Bu gazetelerin tamamı el değiştirdi. İktidar tarafından bu gazeteleri almakla görevlendirilen yeni patronlar ise tirajı artırmak için kendi aralarında yarışmak yerine, promosyon adı altındaki tüm giderlerden vazgeçmeyi tercih etti.
Gazeteler o tarihten bu yana hediye dağıtmıyor.
Peki; bunun karşılığı ne oldu?
Hızlı tiraj kaybı…
Ancak bu, medyanın yeni patronlarının çok da umrunda olmadı.
Çünkü o güne kadar tiraja göre reklam veren iş dünyası, o tarihten sonra “iktidara yakınlığa” göre reklam dağıtmaya başladı.
Özellikle kamu bankaları başta olmak üzere tüm kamu kuruluşları, muhalif medyaya reklamı kesti. Pastanın tamamını yandaşlara yedirdi.
Bu da tirajları onda bire düşen anlı şanlı gazetelerin eskisinden çok daha fazla para kazanmasını sağladı.
Yani tirajlar düştü ama… Maliyet de azaldı.
Sektörde sendikanın da kökü kazılınca, ücret yükü iyice düştü.
Buna karşın reklam gelirleri patladı.
Hürriyet, Milliyet, Sabah, Vatan, Star, Akşam gibi bazı gazeteler, düşen tirajlarını uzunca bir süre yüksek gibi gösterdi. Gerçek tirajı 20 bini bulmayan bir gazetenin satışı 150 binmiş gibi açıklandı.
O sırada gerçek tiraj açıklayan Sözcü, Cumhuriyet gibi gazeteler de vardı. Örneğin Sözcü, tirajlarını aşırı şişiren yandaş gazetelerden daha fazla sattığı halde, iktidardan korkan reklam verenlerin boykotunu aşamadı.
***
O günlerde şişirilen tirajdan bugün artık hiç söz edilmiyor.
Ancak yapılan bazı araştırmalar toplam tirajın artık 500 bine bile ulaşmadığını ortaya koyuyor.
İyi de serbest piyasa ekonomisinin temel kuralı olan rekabet, gerçek anlamda ne zaman hayata geçecek?
Tirajları, kim, ne zaman açıklayacak?
Reklam verenler, siyasi iktidarın baskısına göre değil de satış rakamlarına ve hedef kitlelerine göre reklam dağıtmaya ne zaman başlayacak?
***
Bu sorularıma bugün itibarıyla yanıt verebilecek tek kurum, Reklam Verenler Derneği…

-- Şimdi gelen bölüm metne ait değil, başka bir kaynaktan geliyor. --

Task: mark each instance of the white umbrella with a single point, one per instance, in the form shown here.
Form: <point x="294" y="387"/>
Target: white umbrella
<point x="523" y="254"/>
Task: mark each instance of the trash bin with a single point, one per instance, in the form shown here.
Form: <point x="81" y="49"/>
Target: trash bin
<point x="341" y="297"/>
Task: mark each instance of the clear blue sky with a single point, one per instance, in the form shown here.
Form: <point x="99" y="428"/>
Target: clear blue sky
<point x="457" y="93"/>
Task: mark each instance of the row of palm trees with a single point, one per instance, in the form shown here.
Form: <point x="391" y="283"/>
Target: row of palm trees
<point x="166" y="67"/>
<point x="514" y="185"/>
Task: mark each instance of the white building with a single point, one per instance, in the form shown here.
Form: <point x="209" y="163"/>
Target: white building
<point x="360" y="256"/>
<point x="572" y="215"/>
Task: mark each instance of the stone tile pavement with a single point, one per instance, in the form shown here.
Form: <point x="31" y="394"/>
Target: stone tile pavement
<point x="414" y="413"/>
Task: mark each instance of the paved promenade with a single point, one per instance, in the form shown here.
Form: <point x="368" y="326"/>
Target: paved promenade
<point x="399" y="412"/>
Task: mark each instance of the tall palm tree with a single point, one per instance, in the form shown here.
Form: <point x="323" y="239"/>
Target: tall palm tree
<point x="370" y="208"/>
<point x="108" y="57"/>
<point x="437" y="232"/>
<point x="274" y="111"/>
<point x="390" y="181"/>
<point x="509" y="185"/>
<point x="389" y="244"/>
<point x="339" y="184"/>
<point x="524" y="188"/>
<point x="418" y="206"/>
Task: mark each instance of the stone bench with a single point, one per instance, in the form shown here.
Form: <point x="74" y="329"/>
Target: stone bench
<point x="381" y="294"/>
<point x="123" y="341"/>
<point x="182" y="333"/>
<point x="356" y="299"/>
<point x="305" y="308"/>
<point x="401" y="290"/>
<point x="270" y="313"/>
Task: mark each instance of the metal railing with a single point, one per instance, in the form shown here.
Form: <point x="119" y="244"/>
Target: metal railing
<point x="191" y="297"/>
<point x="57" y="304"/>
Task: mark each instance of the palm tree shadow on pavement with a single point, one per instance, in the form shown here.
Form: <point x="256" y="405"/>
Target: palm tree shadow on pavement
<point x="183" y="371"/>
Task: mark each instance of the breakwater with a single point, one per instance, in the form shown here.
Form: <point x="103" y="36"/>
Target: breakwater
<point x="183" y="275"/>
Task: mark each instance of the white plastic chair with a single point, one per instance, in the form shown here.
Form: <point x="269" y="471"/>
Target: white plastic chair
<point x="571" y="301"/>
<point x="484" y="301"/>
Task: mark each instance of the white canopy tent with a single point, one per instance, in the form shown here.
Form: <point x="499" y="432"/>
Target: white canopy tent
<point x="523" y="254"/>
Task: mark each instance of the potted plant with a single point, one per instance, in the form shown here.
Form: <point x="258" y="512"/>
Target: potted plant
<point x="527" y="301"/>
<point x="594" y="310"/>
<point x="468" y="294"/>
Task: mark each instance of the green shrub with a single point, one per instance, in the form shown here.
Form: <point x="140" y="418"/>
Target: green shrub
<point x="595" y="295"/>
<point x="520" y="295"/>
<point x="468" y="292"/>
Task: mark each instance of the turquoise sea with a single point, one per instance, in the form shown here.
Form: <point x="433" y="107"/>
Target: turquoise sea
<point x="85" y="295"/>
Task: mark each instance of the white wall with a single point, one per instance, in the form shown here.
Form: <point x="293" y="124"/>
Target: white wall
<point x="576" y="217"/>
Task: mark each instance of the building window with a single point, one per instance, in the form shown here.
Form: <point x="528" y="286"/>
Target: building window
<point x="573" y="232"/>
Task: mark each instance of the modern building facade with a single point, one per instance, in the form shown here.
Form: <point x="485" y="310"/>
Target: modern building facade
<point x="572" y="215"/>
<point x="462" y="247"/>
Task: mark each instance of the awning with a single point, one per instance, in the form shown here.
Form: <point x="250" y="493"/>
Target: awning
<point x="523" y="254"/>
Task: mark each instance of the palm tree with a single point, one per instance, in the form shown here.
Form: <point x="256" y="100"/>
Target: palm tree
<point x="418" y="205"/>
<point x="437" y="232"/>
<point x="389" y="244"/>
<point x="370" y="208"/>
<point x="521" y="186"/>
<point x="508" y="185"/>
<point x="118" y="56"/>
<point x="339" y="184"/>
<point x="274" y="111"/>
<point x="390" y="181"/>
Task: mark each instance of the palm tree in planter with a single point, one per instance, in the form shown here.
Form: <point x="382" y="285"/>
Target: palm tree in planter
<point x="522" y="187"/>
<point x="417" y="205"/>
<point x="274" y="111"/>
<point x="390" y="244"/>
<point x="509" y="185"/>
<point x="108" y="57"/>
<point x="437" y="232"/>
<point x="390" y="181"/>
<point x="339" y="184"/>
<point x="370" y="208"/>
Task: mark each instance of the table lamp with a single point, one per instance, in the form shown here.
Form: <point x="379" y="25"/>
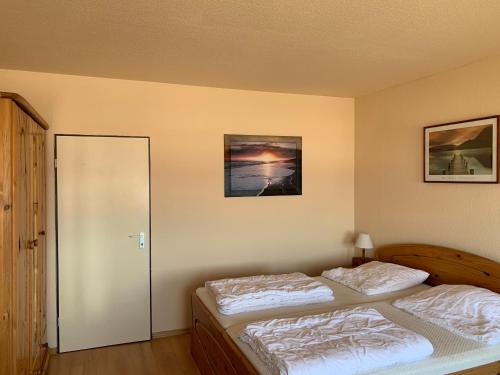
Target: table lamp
<point x="364" y="242"/>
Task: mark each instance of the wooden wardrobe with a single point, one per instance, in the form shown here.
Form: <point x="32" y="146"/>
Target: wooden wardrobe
<point x="23" y="348"/>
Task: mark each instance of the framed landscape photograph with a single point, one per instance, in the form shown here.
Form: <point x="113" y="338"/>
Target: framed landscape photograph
<point x="257" y="165"/>
<point x="464" y="151"/>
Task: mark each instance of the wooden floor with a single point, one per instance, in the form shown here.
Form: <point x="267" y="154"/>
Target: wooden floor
<point x="168" y="355"/>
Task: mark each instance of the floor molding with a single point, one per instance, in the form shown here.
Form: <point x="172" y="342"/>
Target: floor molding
<point x="174" y="332"/>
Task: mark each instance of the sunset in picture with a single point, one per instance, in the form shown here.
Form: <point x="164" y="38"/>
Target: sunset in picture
<point x="261" y="165"/>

Söyleyin beyler; hiç satmayan gazetelere akıttığınız paraları, halkın son on yıldır haber aldığı neredeyse tek kanal olan internet medyasına ne zaman aktarmaya başlayacaksınız?
Bu “ölü yatırım”a ne zaman son vereceksiniz?
Ve en önemlisi, trilyonlar akıttığınız o gazetelerin kaç kişiye ulaştığını ne zaman merak etmeye başlayıp, tiraj raporu istemeyi ne zaman aklınıza getireceksiniz?